Hello @Moukanni,
- I am not sure what is your objective behind masking your data manually and/or choosing cross-validation.
If you want a test set (a set not used by the model for training, and not seen during validation) to assess how the PLS results are on "new"/unseen data (and provided you have a large dataset), then yes, you can hide manually a portion of your dataset (hide & exclude the rows, run the model, save the prediction formula, and compare predicted vs. actual responses on this hidden dataset), or if you have JMP Pro, create a validation column (in "Analyze", "Predictive Modeling", "Make Validation Column") where you'll specify the proportion of rows in your training, validation and/or test set.
If you want to validate your model through a K-fold cross-validation, that means JMP will automatically split your dataset in K parts, train the PLS model on K-1 parts, then validate it on 1 part, and repeat this operation so that each "part" (fold) has been one time a validation part and K-1 times a training part. This is a good validation technique if you want to assess the robustness of your model (different training and validation sets compared) on a small dataset.

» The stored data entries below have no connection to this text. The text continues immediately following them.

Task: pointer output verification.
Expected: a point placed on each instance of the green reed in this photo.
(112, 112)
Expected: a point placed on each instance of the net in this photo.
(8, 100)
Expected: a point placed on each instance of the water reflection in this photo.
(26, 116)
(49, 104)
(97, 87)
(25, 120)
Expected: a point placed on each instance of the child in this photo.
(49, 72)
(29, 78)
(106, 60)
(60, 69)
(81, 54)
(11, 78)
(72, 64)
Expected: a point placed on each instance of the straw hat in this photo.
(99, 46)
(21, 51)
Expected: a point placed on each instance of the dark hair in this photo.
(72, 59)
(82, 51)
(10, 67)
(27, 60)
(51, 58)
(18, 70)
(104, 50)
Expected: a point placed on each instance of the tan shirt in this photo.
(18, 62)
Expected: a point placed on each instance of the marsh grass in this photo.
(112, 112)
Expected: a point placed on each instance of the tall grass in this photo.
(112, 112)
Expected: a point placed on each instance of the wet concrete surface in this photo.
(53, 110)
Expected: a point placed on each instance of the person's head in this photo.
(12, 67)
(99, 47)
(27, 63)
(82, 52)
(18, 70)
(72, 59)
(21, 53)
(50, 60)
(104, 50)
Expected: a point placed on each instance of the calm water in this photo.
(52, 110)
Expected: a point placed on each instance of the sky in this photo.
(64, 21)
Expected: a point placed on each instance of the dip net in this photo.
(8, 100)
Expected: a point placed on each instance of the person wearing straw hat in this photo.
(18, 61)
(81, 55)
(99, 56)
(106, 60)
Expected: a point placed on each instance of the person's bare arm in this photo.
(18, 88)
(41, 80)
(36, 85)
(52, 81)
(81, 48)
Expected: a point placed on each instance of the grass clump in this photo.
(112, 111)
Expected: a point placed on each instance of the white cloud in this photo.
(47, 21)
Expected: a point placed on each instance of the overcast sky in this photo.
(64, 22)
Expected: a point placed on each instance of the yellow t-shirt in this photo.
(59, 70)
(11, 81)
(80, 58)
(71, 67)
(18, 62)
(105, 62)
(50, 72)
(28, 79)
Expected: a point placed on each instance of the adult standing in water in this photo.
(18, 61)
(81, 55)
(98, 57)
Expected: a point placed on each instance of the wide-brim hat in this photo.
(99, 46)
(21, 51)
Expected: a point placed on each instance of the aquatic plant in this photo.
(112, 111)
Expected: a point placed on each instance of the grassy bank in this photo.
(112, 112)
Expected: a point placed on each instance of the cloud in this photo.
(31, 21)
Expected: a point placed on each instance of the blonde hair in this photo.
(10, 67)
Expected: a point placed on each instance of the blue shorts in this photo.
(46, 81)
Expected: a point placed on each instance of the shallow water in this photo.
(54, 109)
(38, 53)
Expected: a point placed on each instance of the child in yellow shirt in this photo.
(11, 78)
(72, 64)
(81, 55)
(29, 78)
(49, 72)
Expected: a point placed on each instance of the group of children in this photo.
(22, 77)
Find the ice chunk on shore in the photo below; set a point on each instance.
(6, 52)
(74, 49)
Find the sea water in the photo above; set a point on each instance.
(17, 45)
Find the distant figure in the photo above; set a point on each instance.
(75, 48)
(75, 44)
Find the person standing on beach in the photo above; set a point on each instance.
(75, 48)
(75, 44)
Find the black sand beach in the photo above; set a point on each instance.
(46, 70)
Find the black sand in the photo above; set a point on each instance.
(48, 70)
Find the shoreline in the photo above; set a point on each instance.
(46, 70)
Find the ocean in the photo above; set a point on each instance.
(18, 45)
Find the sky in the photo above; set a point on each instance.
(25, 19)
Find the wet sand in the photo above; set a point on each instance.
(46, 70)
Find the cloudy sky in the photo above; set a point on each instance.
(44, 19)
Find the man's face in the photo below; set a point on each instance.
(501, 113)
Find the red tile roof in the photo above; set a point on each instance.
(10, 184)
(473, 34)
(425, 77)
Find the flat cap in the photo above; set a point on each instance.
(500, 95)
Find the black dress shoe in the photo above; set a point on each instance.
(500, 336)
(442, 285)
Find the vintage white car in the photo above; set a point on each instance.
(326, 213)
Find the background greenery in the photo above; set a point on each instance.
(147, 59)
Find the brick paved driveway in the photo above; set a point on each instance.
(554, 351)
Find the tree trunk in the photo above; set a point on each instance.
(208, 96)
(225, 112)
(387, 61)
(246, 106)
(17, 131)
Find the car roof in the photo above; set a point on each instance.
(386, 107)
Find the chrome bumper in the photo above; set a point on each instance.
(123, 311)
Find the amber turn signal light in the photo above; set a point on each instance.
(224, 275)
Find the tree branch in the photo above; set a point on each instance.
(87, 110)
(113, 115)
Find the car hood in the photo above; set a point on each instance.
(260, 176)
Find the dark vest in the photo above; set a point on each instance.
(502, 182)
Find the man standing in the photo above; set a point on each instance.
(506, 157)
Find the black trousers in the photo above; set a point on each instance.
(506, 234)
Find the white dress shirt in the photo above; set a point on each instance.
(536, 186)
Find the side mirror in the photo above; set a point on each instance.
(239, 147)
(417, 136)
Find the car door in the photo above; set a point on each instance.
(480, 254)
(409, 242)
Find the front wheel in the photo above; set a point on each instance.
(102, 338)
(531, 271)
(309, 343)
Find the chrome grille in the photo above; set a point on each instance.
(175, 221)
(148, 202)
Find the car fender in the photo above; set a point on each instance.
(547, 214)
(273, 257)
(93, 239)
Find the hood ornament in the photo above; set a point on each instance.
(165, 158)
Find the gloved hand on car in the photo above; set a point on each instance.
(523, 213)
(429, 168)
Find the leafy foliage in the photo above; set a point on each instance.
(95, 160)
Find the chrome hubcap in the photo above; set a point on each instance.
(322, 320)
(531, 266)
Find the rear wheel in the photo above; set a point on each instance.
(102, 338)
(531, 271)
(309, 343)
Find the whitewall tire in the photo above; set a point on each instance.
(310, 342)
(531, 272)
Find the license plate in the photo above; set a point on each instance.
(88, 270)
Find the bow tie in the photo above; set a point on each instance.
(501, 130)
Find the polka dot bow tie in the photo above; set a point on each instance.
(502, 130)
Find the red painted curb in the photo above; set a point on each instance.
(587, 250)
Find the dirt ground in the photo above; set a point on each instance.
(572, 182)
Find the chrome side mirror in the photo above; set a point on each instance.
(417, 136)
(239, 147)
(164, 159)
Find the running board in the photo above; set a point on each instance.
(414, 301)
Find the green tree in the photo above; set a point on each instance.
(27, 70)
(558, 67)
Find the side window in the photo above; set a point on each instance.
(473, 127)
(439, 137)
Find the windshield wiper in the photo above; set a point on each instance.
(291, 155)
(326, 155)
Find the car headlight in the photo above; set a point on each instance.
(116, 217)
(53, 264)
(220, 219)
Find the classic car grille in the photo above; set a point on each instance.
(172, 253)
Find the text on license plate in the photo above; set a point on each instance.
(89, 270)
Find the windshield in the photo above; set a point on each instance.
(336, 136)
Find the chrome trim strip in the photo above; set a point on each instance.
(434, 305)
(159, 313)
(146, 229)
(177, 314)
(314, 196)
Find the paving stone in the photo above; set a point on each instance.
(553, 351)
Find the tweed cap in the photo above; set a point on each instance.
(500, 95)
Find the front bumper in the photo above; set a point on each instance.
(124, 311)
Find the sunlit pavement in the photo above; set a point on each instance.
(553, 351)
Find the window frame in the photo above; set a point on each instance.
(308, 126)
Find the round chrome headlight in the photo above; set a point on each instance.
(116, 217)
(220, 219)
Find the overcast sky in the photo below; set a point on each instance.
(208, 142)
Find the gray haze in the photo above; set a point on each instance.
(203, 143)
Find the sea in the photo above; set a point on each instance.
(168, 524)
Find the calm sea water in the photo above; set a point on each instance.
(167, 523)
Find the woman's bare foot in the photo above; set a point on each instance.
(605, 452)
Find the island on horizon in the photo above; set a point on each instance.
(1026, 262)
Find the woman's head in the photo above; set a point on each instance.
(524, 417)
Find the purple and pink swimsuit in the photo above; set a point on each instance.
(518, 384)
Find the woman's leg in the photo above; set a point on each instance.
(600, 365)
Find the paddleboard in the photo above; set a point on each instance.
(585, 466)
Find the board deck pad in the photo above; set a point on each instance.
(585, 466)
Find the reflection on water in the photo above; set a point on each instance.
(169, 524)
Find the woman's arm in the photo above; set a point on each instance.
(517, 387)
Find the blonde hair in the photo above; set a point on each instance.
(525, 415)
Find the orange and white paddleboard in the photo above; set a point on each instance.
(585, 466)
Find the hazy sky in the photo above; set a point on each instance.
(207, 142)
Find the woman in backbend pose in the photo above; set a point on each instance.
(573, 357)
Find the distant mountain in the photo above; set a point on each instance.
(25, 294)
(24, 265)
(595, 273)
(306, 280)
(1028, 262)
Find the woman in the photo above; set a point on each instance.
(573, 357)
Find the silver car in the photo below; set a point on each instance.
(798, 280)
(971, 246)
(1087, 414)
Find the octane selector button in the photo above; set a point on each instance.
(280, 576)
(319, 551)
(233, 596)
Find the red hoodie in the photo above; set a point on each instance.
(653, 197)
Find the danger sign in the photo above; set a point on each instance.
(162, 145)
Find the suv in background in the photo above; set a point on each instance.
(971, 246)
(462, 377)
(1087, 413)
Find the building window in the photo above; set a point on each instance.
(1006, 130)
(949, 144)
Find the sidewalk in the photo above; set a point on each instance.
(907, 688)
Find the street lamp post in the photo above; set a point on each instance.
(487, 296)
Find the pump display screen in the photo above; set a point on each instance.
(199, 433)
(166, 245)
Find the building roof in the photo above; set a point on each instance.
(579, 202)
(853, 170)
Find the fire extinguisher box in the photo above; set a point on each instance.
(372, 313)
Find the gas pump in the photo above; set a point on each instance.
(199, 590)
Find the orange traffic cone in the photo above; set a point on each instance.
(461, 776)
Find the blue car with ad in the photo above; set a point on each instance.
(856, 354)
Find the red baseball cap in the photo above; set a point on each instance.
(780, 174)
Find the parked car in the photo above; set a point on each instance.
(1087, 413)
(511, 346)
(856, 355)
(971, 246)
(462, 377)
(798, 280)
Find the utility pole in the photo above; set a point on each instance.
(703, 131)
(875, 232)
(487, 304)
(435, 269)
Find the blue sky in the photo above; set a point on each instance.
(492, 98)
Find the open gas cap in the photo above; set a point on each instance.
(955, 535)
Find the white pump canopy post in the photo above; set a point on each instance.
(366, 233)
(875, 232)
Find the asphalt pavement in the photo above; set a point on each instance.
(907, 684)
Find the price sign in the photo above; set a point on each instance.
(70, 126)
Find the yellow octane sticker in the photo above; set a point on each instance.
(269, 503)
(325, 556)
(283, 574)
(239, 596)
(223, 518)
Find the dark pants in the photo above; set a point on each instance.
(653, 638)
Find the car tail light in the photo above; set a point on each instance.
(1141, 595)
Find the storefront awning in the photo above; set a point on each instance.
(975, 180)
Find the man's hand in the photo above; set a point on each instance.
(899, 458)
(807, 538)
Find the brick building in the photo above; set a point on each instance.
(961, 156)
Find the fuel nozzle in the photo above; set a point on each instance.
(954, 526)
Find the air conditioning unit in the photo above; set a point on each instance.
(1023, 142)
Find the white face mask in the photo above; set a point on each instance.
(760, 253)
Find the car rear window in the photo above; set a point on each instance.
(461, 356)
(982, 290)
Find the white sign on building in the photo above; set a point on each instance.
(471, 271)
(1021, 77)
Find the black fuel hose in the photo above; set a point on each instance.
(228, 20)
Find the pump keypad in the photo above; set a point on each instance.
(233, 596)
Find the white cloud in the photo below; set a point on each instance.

- Not sure on the second question too, if you want to know which factors are the most important in the PLS model, you can have a look at the variable importance plot and the computed VIP scores. See : Variable Importance Plot (jmp.com) and VIP vs Coefficients Plots (jmp.com)
I hope it will help you !
Victor GUILLER
L'Oréal Data & Analytics
"It is not unusual for a well-designed experiment to analyze itself" (Box, Hunter and Hunter)